6. There is no tenant screening process
Being landlord is a business, and conducting credit and background checks are necessary to avoid potential problems with tenants, such as unpaid rent, damage to the property, etc. If a landlord or a property manager says there is no need for a credit check, it should make you suspicious. People with bad credit and criminal records are the most susceptible to this type of fraud.
7. The photos have MLS watermarks
One of the most common types of rental scams is when a person uses images of properties that are being sold. Those images usually have MLS watermarks, as they are stolen from an MLS database. In this case, you may even inspect the unit without anyone suspecting anything since you might be confused for a potential buyer.

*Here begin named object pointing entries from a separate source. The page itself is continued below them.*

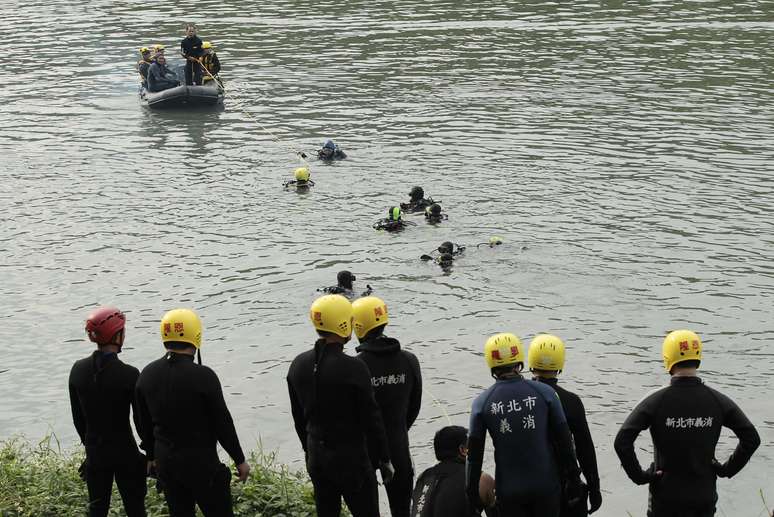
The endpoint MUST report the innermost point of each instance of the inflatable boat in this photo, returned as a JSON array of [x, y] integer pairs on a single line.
[[184, 96]]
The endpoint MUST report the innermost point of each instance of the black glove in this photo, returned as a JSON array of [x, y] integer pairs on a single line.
[[650, 475], [595, 500], [387, 471], [720, 469], [574, 491]]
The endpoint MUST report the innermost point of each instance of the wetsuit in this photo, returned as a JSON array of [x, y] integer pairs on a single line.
[[161, 78], [533, 447], [191, 47], [142, 68], [685, 419], [397, 383], [212, 64], [183, 416], [101, 391], [584, 445], [440, 492], [338, 421], [416, 205]]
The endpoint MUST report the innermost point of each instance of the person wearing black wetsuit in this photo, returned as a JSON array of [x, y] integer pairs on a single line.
[[546, 360], [336, 416], [101, 392], [397, 382], [685, 420], [533, 446], [183, 416], [143, 65], [191, 48], [417, 201], [440, 490]]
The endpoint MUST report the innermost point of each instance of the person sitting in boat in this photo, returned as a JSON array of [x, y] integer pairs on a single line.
[[191, 49], [393, 222], [433, 214], [417, 201], [158, 50], [160, 77], [330, 152], [302, 181], [143, 65], [210, 62]]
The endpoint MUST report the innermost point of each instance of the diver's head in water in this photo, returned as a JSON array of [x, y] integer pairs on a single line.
[[417, 193], [328, 149], [344, 279], [446, 247]]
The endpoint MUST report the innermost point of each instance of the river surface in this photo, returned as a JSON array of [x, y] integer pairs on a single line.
[[623, 150]]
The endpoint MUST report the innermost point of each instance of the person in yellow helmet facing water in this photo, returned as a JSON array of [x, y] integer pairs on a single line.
[[336, 416], [143, 64], [183, 416], [546, 361], [533, 447], [158, 50], [397, 382], [685, 420], [210, 62]]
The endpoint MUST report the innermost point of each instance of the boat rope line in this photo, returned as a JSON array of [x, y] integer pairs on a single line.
[[301, 155]]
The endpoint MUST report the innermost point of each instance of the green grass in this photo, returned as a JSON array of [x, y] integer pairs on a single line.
[[41, 480]]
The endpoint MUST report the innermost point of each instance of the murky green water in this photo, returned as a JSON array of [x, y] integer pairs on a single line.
[[622, 149]]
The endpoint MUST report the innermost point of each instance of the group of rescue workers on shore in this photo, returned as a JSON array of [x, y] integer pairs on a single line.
[[201, 64], [352, 416]]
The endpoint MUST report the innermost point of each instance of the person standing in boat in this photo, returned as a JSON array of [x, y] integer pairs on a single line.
[[210, 62], [160, 77], [143, 65], [191, 48]]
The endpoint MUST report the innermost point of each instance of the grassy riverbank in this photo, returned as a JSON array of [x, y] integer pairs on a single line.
[[41, 480]]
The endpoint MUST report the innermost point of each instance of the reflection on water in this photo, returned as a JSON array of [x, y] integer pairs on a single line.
[[622, 151]]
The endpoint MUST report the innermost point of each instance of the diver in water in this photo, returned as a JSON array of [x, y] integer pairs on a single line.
[[446, 248], [433, 214], [330, 152], [344, 286], [302, 181], [417, 201], [393, 222]]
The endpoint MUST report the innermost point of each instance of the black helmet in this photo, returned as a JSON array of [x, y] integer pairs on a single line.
[[417, 193], [345, 279], [448, 440], [446, 247]]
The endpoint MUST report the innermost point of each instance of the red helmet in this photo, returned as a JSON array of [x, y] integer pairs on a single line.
[[103, 324]]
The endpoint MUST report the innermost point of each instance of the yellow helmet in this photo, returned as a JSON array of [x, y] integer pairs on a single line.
[[679, 346], [181, 325], [546, 352], [502, 350], [332, 313], [369, 312]]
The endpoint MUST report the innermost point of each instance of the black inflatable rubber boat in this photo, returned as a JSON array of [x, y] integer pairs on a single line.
[[183, 96]]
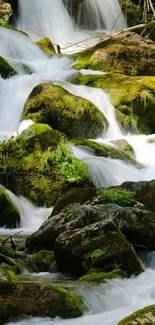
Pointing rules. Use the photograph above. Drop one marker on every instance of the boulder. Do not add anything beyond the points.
(144, 192)
(5, 11)
(41, 261)
(46, 45)
(99, 245)
(9, 215)
(132, 97)
(42, 160)
(127, 53)
(136, 224)
(140, 317)
(22, 300)
(72, 115)
(6, 70)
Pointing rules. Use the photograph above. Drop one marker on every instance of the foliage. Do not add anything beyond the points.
(71, 168)
(118, 196)
(3, 23)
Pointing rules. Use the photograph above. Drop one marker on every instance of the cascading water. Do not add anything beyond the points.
(99, 14)
(112, 301)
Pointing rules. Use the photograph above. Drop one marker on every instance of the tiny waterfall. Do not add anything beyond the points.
(99, 15)
(31, 217)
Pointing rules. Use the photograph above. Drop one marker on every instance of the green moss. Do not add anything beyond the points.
(100, 277)
(6, 70)
(33, 159)
(140, 317)
(133, 98)
(127, 53)
(72, 115)
(41, 261)
(10, 216)
(46, 45)
(118, 196)
(104, 150)
(24, 300)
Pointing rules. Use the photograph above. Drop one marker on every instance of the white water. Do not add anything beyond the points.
(31, 217)
(99, 14)
(118, 298)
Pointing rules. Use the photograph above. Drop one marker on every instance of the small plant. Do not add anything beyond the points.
(3, 23)
(118, 196)
(72, 169)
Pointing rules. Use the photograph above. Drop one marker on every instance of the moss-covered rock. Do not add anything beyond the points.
(7, 273)
(6, 70)
(41, 159)
(22, 300)
(103, 150)
(99, 276)
(136, 224)
(133, 98)
(144, 192)
(140, 317)
(41, 261)
(127, 53)
(46, 45)
(9, 215)
(74, 195)
(74, 116)
(99, 245)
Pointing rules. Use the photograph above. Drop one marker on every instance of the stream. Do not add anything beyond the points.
(105, 303)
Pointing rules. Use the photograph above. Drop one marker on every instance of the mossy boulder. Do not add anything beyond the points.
(46, 45)
(140, 317)
(9, 215)
(144, 192)
(98, 276)
(133, 98)
(72, 196)
(41, 261)
(72, 115)
(22, 300)
(6, 70)
(104, 150)
(99, 245)
(127, 53)
(136, 224)
(40, 165)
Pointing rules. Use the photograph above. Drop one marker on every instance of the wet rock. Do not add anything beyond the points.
(136, 224)
(144, 192)
(126, 53)
(72, 115)
(140, 317)
(100, 245)
(19, 301)
(5, 11)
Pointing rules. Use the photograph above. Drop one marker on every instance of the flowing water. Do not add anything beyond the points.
(106, 304)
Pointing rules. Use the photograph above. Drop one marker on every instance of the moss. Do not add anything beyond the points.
(6, 70)
(74, 116)
(140, 317)
(74, 195)
(7, 273)
(10, 216)
(46, 45)
(7, 260)
(24, 300)
(41, 261)
(127, 53)
(33, 159)
(100, 277)
(133, 98)
(104, 150)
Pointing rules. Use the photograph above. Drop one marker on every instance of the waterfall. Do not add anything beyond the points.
(31, 217)
(99, 15)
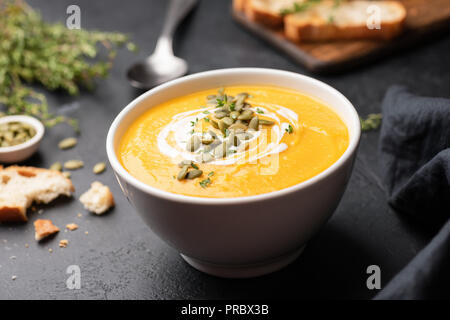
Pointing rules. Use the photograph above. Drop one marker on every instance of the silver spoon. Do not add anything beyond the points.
(162, 65)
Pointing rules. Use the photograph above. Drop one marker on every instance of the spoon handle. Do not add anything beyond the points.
(178, 9)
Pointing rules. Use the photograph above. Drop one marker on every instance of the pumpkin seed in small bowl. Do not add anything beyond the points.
(19, 137)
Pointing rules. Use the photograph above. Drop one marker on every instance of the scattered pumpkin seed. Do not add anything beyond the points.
(14, 133)
(194, 174)
(99, 168)
(57, 166)
(67, 143)
(73, 164)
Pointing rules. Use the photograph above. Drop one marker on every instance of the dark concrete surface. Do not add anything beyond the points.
(120, 258)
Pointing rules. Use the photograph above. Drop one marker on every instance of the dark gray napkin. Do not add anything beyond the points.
(415, 164)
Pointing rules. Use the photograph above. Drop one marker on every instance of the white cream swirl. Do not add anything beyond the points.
(173, 138)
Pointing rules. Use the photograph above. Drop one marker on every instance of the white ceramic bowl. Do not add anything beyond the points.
(245, 236)
(24, 150)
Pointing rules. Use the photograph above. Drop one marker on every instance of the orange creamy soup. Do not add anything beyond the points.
(233, 142)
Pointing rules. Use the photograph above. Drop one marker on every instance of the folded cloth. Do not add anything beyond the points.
(427, 276)
(415, 155)
(414, 152)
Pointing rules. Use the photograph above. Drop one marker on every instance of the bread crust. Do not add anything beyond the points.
(313, 31)
(10, 212)
(239, 5)
(264, 17)
(44, 228)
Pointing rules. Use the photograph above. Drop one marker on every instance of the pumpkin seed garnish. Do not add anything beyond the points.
(57, 166)
(73, 164)
(254, 123)
(99, 168)
(193, 143)
(66, 174)
(266, 122)
(194, 174)
(289, 129)
(246, 115)
(185, 163)
(183, 172)
(205, 183)
(68, 143)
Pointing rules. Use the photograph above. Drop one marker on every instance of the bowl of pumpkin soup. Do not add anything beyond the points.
(236, 168)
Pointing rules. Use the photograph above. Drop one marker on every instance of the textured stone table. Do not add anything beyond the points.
(120, 257)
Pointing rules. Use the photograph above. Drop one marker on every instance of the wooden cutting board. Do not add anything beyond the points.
(425, 18)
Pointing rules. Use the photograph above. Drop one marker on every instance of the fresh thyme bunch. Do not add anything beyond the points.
(32, 50)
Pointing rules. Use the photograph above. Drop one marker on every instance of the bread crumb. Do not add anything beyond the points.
(98, 199)
(63, 243)
(44, 228)
(72, 226)
(26, 186)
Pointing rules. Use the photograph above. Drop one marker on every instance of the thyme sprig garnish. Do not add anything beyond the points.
(32, 50)
(303, 6)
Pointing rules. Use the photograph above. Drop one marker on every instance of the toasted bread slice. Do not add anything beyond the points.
(327, 21)
(268, 12)
(98, 198)
(44, 228)
(239, 5)
(20, 186)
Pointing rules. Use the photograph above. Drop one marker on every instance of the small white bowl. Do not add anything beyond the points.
(245, 236)
(24, 150)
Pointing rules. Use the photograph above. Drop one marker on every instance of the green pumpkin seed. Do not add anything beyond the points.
(67, 143)
(238, 127)
(220, 151)
(234, 115)
(266, 122)
(244, 136)
(66, 174)
(246, 115)
(99, 168)
(214, 123)
(207, 140)
(220, 114)
(194, 174)
(254, 123)
(225, 123)
(185, 163)
(204, 157)
(57, 166)
(73, 164)
(183, 172)
(193, 143)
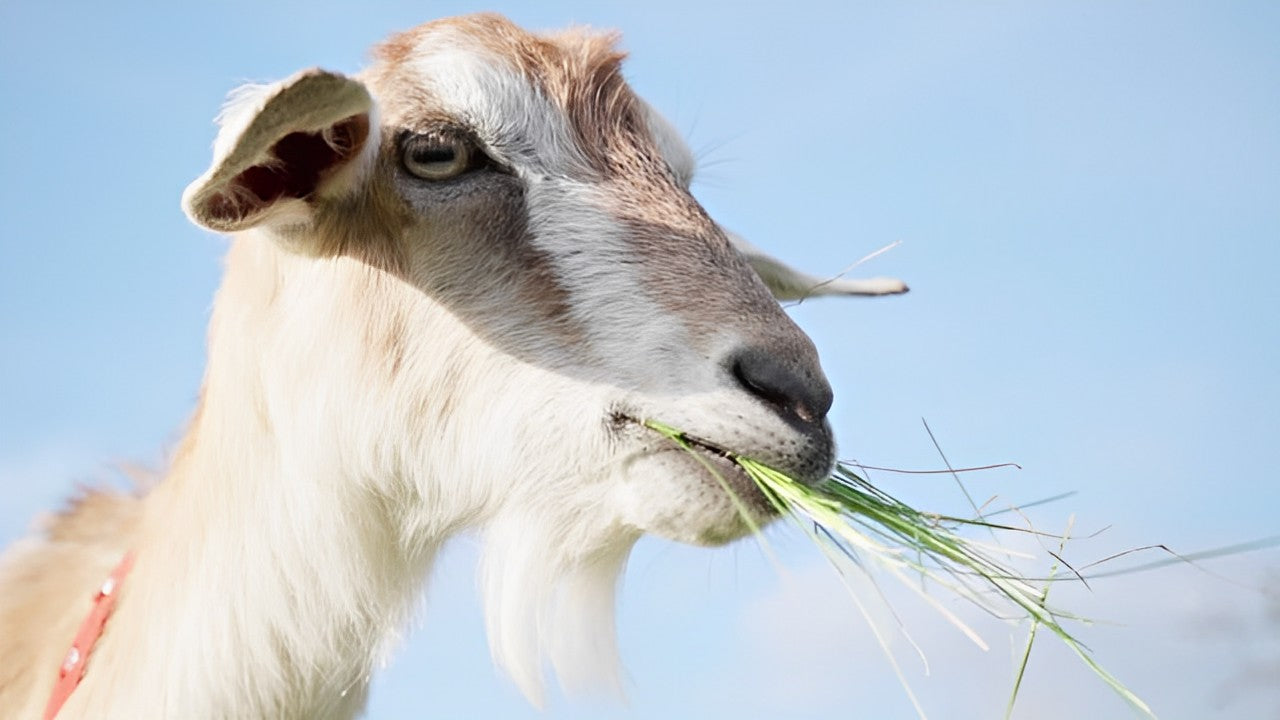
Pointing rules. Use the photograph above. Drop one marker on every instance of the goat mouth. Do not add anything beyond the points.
(713, 460)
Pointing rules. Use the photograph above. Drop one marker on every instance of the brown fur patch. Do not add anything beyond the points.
(577, 69)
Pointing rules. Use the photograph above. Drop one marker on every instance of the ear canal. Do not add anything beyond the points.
(280, 146)
(789, 283)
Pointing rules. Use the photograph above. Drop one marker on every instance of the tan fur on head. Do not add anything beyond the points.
(396, 356)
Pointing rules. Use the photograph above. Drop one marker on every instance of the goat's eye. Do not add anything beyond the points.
(437, 158)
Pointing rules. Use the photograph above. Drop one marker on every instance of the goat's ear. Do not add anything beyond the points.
(283, 146)
(789, 283)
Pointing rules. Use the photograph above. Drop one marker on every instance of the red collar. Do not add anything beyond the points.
(91, 629)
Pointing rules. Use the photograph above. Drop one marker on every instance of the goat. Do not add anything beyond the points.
(458, 282)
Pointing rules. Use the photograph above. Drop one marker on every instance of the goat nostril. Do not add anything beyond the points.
(804, 396)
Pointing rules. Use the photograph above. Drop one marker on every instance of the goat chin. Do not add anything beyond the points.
(547, 600)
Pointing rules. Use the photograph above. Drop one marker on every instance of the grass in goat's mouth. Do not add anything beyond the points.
(848, 516)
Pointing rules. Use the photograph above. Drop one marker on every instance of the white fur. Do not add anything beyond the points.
(284, 552)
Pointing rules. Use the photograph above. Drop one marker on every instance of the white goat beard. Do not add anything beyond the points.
(548, 578)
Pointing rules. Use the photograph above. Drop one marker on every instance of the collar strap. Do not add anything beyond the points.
(91, 629)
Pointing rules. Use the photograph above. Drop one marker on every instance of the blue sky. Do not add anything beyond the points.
(1088, 200)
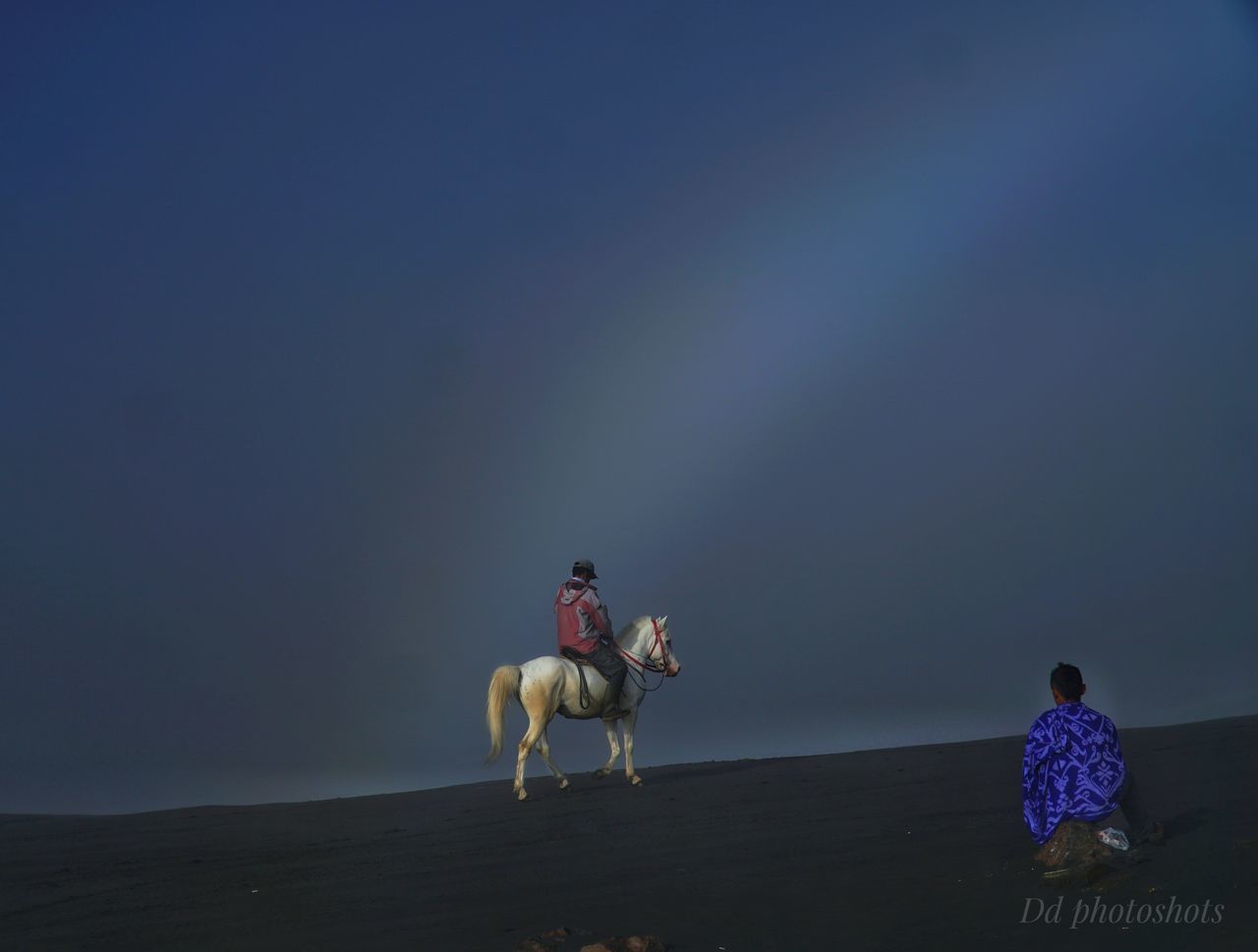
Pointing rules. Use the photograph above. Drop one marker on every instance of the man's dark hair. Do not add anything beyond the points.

8. The landlord is asking you to wire money or use an unprotected third-party payment service
Venmo, Google Wallet and other third-party payment services are becoming popular among millennials for everyday transactions. However, many forget that those services should only be used for payments between friends and family. They don’t offer any protection against fraud. For instance, even PayPal Goods exclude real estate transactions from their Buyer Protection program. The safest ways to pay rent are via checks and credit cards. You can cancel the payments in case your potential landlord is a scammer. Transferring money via PayPal, Venmo or Western Union is basically the same as handing over cash.
9. The ad has been on the listing website for a long time
It’s especially true if you are looking in a popular location. If a listing offering great amenities for a low price in a popular location stays on the website for more than a month, proceed with caution. Some con artists make money by collecting application fees and have no intention to rent out the unit.